Nate keek na een poosje opzij, en deed de koplampen aan. Het werd schemerig, en er waren hier dan ook geen lantarenpalen. 'Het verhaal. Ik zal het je vertellen, maar ik wil liever niet onderbroken worden.' Hij keek weer naar voren, en slaakte een zucht bij het zien van een boomstam die de weg versperde. Hij stopte met rijden door op de rem te trappen, en bleef rustig op de leren stoel zitten.
'Ik ben een... Een... Vampier. Die man is ook een vampier, samen met die roodharige, irritante...' Hij vloekte wat binnenmonds, en keek weer opzij naar mij. 'Maar goed. Ik was die avond waarop wij elkaar ontmoetten opzoek naar jou. Ik moest me brutaal voordoen; lieflijk gedoe zou niet helpen.'
Ik keek strak voor me uit, probeerde niet na te denken, en zuchtte toen tevergeefs aangezien het niet wilde lukken.
'Een goede vampier vriendin van me — een zekere Alice Cullen — kan de toekomst zien, en zag dat jij zou worden aangevallen door die man en dat roodharige konijntje van hem.' Ik keek geschrokken opzij bij het woord "Cullen", en wilde wat gaan zeggen, maar hij slaakte weer een zucht om mijn beginnende zin af te breken.
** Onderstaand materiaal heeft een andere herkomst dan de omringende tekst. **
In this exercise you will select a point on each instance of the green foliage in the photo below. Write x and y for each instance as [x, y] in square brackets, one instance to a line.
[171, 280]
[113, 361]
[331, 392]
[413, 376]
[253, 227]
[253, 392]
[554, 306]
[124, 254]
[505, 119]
Ik prevelde wat verwensingen.
'Alice ziet de toekomst — dat is háár gave. Laten we het niet over het mijne hebben, je zal ongetwijfeld geschrokken zijn.' Hij haalde zijn schouders op. 'Maar goed, ik was verliefd op jou geworden, zonder je te kennen. Het kwam alleen al door de tekening die Alice maakte van jou toen... Toen ze die visioen had.' Hij greep mijn hand vast, en hield het tegen zijn ijskoude borst. Ik voelde niets kloppen. Het was geen warm vlees. Het was geen gebruinde huid. Hij liet mijn hand weer los, en legde het op mijn schoot — natuurlijk nádat hij er een klein kusje op had gegeven, en een grimas niet kon onderdrukken.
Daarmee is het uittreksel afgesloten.